A LA DERNIERE MINUTE....

À la dernière minute...


A la dernière minute, je me suis dépêchée de me rendre
au magasin à rayons pour faire mes emplettes de Noël.
Quand j'ai vu tout le monde qu'il y avait,
je me suis mise à maugréer.
"Je vais passer un temps interminable ici et j'ai encore
tant de choses à faire, Noël commence vraiment à devenir une corvée.
Ce serait tellement bien de me coucher et de me réveiller seulement après...
Mais je me suis fait un chemin jusqu'au département des jouets et là,
j'ai commencé à maugréer contre le prix des jouets en me demandant si
les enfants joueraient vraiment avec.
Je me suis retrouvée dans l'allée des jouets.

Du coin de l'oeil, j'ai remarqué un petit bonhomme d'environ 5 ans qui tenait une jolie petite poupée contre lui... Il n'arrêtait pas de lui caresser les cheveux et de la serrer doucement contre lui. Je me demandais à qui était destinée la poupée.
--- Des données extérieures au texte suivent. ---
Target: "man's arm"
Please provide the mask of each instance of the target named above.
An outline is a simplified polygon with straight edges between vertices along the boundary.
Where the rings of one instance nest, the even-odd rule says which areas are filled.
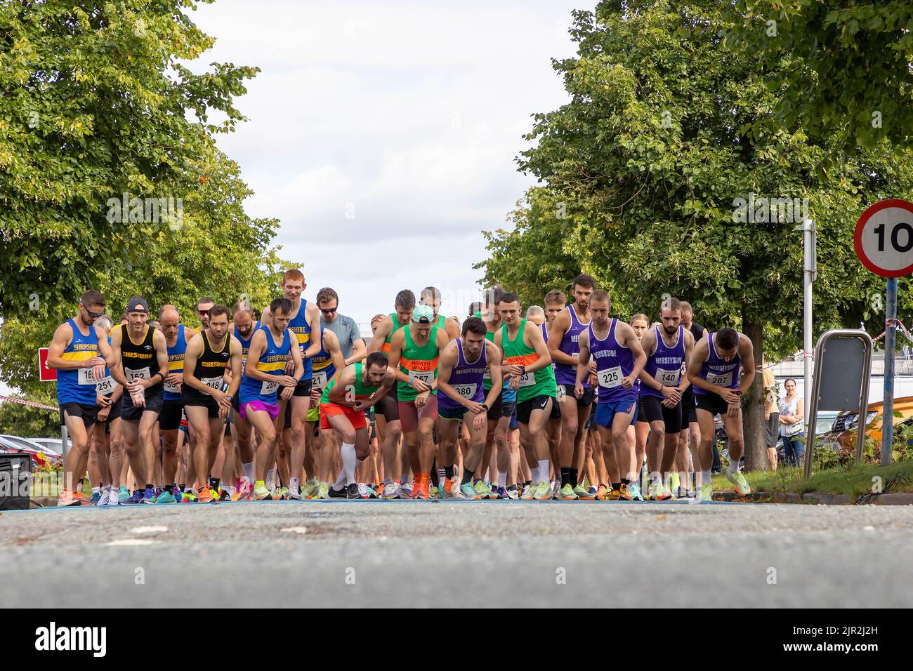
[[[563,363],[566,366],[576,366],[577,358],[571,356],[570,354],[561,351],[561,341],[564,340],[564,334],[567,330],[571,328],[571,313],[562,309],[555,317],[554,320],[551,322],[551,328],[549,329],[549,354],[551,355],[551,361],[555,363]],[[578,338],[578,342],[580,339]]]

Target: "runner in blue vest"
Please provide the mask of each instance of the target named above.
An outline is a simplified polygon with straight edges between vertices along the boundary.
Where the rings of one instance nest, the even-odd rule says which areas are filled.
[[[740,379],[740,365],[744,372]],[[741,397],[754,382],[754,350],[751,341],[733,329],[720,329],[708,333],[695,345],[687,362],[687,379],[694,385],[700,425],[700,468],[702,484],[700,500],[713,498],[710,468],[713,466],[713,441],[716,434],[713,417],[723,418],[729,439],[729,467],[726,478],[735,485],[740,496],[750,494],[748,480],[739,471],[739,460],[744,450],[741,426]],[[696,468],[697,470],[697,468]]]
[[[656,324],[641,339],[646,365],[640,373],[638,416],[650,425],[646,460],[650,470],[648,498],[672,498],[668,477],[678,450],[682,430],[682,393],[689,383],[681,374],[682,362],[694,349],[694,337],[680,325],[681,303],[670,298],[659,309],[662,328]]]

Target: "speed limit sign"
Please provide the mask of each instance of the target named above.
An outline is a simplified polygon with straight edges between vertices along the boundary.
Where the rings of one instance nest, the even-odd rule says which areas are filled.
[[[913,204],[898,198],[878,201],[859,217],[853,240],[859,260],[876,275],[913,273]]]

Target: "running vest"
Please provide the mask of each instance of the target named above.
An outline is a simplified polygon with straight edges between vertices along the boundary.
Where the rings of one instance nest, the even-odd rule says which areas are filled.
[[[197,358],[196,365],[194,366],[194,377],[211,389],[222,389],[226,367],[231,361],[231,334],[226,333],[222,349],[217,351],[209,343],[209,333],[204,330],[200,335],[203,337],[203,353]],[[186,392],[203,393],[189,386],[184,387],[184,393]]]
[[[99,336],[95,327],[89,327],[89,335],[79,332],[73,320],[67,320],[73,331],[73,340],[64,349],[60,358],[68,362],[85,362],[99,356]],[[58,371],[58,403],[95,405],[96,381],[91,368]]]
[[[350,397],[347,400],[361,401],[362,399],[367,398],[374,392],[376,392],[378,389],[380,389],[380,386],[371,387],[365,384],[363,382],[362,382],[362,369],[363,368],[363,366],[362,363],[355,363],[354,366],[355,366],[355,383],[352,385],[353,389],[348,390],[349,392],[354,392],[354,398],[352,398],[350,395]],[[330,400],[330,390],[336,386],[336,383],[339,382],[340,376],[342,372],[340,371],[339,374],[333,375],[332,378],[330,380],[330,383],[327,384],[327,388],[324,389],[323,393],[320,394],[321,404],[332,403],[332,401]]]
[[[523,341],[525,330],[526,320],[520,320],[517,339],[511,341],[508,335],[508,325],[501,324],[501,345],[504,349],[504,358],[509,366],[529,366],[539,361],[536,350]],[[536,396],[556,396],[557,394],[558,385],[555,383],[555,372],[551,366],[546,366],[520,377],[519,386],[517,388],[517,403],[521,404]]]
[[[618,320],[612,318],[609,333],[604,340],[599,340],[593,330],[593,321],[586,327],[590,335],[590,354],[596,362],[596,377],[599,379],[599,403],[614,403],[623,399],[636,400],[637,390],[625,389],[622,378],[634,371],[634,354],[631,350],[618,344],[615,325]]]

Puis le petit garçon se retourna vers la dame près de lui : Ma tante, es-tu certaine que je n'ai pas assez de sous? La dame lui répondit avec un peu d'impatience: "Tu le sais que tu n'as pas assez de sous pour l'acheter". Puis sa tante lui demanda de rester là et de l'attendre quelques minutes. Puis elle partit rapidement.

Le petit garçon tenait toujours la poupée dans ses mains.
Finalement, je me suis dirigée vers lui et lui ai demandé à qui il voulait donner la poupée. "C'est la poupée que ma petite soeur désirait plus que tout pour Noël. Elle était sûre que le Père Noël lui apporterait. Je lui dis alors qu'il allait peut-être lui apporter. Il me répondit tristement: "Non, le Père Noël ne peut pas aller là où ma petite soeur se trouve maintenant. Il faut que je donne la poupée à ma maman pour qu'elle lui apporte", Il avait les yeux tellement tristes en disant cela. "Elle est partie rejoindre Jésus. Papa dit que maman va aller retrouver Jésus bientôt elle aussi, alors j'ai pensé qu elle pourrait prendre la poupée avec elle et la donner à ma petite soeur. Mon coeur s'est presque arrêté de battre. Le petit garçon a levé les yeux vers moi et m'a dit: "J'ai dit à papa de dire à maman de ne pas partir tout de suite. Je lui ai demandé d'attendre que je revienne du magasin. "Puis il m'a montré une photo de lui prise dans le magasin, sur laquelle il tenait la poupée en me disant : "Je veux que maman apporte aussi cette photo avec elle, comme ça, elle ne m'oubliera pas. J'aime ma maman et j'aimerais qu'elle ne me quitte pas mais papa dit qu'il faut qu'elle aille avec ma petite soeur" Puis il baissa la tête et resta silencieux.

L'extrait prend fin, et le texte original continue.